Health check: When is having sex having sex, and when is it politics?
WHAT IS sex? I'm sorry, I'll try that again. What counts as "having sex"? This is not a Valentine's quiz, though you may think the answer is obvious or trivial. Yet this seemingly simple question has triggered the sacking of the editor of one of the world's leading medical journals, and has convulsed the international medical establishment.
The reason is that the question turns out to be not quite as simple as it seems. When US college students were given a list of activities, ranging from kissing to sexual intercourse, and asked to say which of them counted as "having sex", more than half answered that oral sex did not.
The study was fast-tracked to publication in the Journal of the American Medical Association by its distinguished editor, George Lundberg, and appeared last month as members of the US senate began considering whether the sexual high jinks of the President, and his subsequent denials, should result in his impeachment.
Impeccable timing, you might have thought. The majority American view of whether oral sex counts as having sex is surely relevant to the events now unfolding on Capitol Hill. That, however, is not how the luminaries of the American Medical Association saw it. To them, Dr Lundberg's decision to time publication as he did was an unacceptable intrusion into the political process. Dr E Ratcliffe Anderson, executive vice-president of the AMA, said that he did not object to the contents of the paper, but to its accelerated publication. "I happen to believe that Dr Lundberg was focused on sensationalism here, not science," he said.
The sacking has provoked an extraordinary reaction which cannot have been anticipated by the AMA. The story dominated the broadcast media for most of the day on which it was announced, and at least 53 metropolitan newspapers carried it on their front pages. Since then, acres of newsprint have been devoted to the sacking, almost all of it critical of the AMA, which has been depicted as hidebound and out of touch. As the New York Post put it: "I haven't heard recently of any editor being fired for being relevant about what's going on in the world."
On this side of the Atlantic, the British Medical Journal had within 10 days received 67 responses on its website to its comment on the sacking, 55 of which (82 per cent) were outraged by Lundberg's dismissal. Half of these were editors themselves. One, Magne Nylenna, editor of the Journal of the Norwegian Medical Association, suggested establishing a George Lundberg Award for editorial integrity.
There are several bizarre aspects of these events. The first is that the AMA is itself deeply embroiled in national politics. In the last decade, as the St Louis Post-Dispatch observed, the AMA's Political Action Committee has given more than $14m (pounds 8.8m) to political candidates, with about two- thirds going to Republicans. It has also criticised every health reform bill as "socialised medicine". The charge of hypocrisy is difficult to resist.
The second is the suggestion that doctors should keep out of politics. Yet, as most doctors acknowledge, political change over the last half- century has brought greater improvements in health than medical advance - tackling poverty, improving housing and employment.

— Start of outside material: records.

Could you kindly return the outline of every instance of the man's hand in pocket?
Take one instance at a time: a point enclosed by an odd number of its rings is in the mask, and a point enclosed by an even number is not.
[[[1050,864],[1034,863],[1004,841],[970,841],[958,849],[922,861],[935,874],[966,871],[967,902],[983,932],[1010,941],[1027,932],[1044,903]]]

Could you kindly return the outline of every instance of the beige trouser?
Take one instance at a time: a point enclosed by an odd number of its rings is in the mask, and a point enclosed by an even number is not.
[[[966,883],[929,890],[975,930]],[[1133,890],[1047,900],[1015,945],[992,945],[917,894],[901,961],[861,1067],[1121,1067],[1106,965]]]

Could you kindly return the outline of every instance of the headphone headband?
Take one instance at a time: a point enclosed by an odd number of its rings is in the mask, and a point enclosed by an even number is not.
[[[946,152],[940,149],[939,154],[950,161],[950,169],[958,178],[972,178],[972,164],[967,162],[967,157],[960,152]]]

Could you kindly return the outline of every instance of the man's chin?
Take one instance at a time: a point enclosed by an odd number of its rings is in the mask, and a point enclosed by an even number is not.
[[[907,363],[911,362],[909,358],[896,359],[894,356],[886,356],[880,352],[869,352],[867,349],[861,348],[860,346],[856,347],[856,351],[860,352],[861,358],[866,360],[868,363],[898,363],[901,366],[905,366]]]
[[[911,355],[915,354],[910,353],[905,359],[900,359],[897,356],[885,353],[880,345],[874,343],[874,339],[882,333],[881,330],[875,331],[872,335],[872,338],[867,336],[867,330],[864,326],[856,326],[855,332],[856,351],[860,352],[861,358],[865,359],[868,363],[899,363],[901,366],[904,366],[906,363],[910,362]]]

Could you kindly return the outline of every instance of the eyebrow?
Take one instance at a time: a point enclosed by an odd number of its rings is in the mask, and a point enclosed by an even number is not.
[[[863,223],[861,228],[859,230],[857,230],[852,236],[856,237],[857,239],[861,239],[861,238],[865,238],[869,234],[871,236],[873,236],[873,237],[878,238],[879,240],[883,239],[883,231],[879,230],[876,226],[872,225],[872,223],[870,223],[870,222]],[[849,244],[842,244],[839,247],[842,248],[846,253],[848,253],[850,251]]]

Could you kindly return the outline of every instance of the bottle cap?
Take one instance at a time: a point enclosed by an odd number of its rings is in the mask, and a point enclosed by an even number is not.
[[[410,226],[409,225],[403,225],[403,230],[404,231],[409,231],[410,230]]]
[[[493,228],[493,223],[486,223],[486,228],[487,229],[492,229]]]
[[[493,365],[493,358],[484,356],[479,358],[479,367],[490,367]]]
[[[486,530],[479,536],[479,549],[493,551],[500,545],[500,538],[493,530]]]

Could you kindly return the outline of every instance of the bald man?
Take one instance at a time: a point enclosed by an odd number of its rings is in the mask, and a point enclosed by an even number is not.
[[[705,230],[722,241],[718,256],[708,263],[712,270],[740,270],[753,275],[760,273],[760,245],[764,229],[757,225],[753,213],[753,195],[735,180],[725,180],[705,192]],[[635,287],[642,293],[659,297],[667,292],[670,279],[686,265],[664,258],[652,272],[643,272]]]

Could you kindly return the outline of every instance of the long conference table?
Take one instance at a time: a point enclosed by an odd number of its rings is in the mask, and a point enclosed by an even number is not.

In terms of public health, timing is critical. A warning about sex or smoking may fall on deaf ears on one occasion and capture the limelight on another, often for reasons that are hard to predict in advance. It depends on linking with other events, riding on a tide of opinion, catching the zeitgeist. In this instance, the Clinton link, as well as being interesting in itself, gave a reasonable chance that the message of the study would be widely disseminated.
Nor is the finding unimportant. It carries a message that goes beyond the parlour games of the chattering classes. (Does sharing a bedroom with a member of the opposite sex count as adultery? Does sharing a bed?) For doctors and other health professionals with an interest in adolescent and sexual health, the issue of what young people understand as "having sex" matters a good deal. It demonstrates that closer and more specific questioning may be necessary to elicit details of activities that could, in the context of Aids and other sexually transmissible diseases, be dangerous.
As one correspondent to the BMJ - Simon Chapman, editor of Tobacco Control - discovered when he questioned his teenage children, fellatio may be commoner than we think.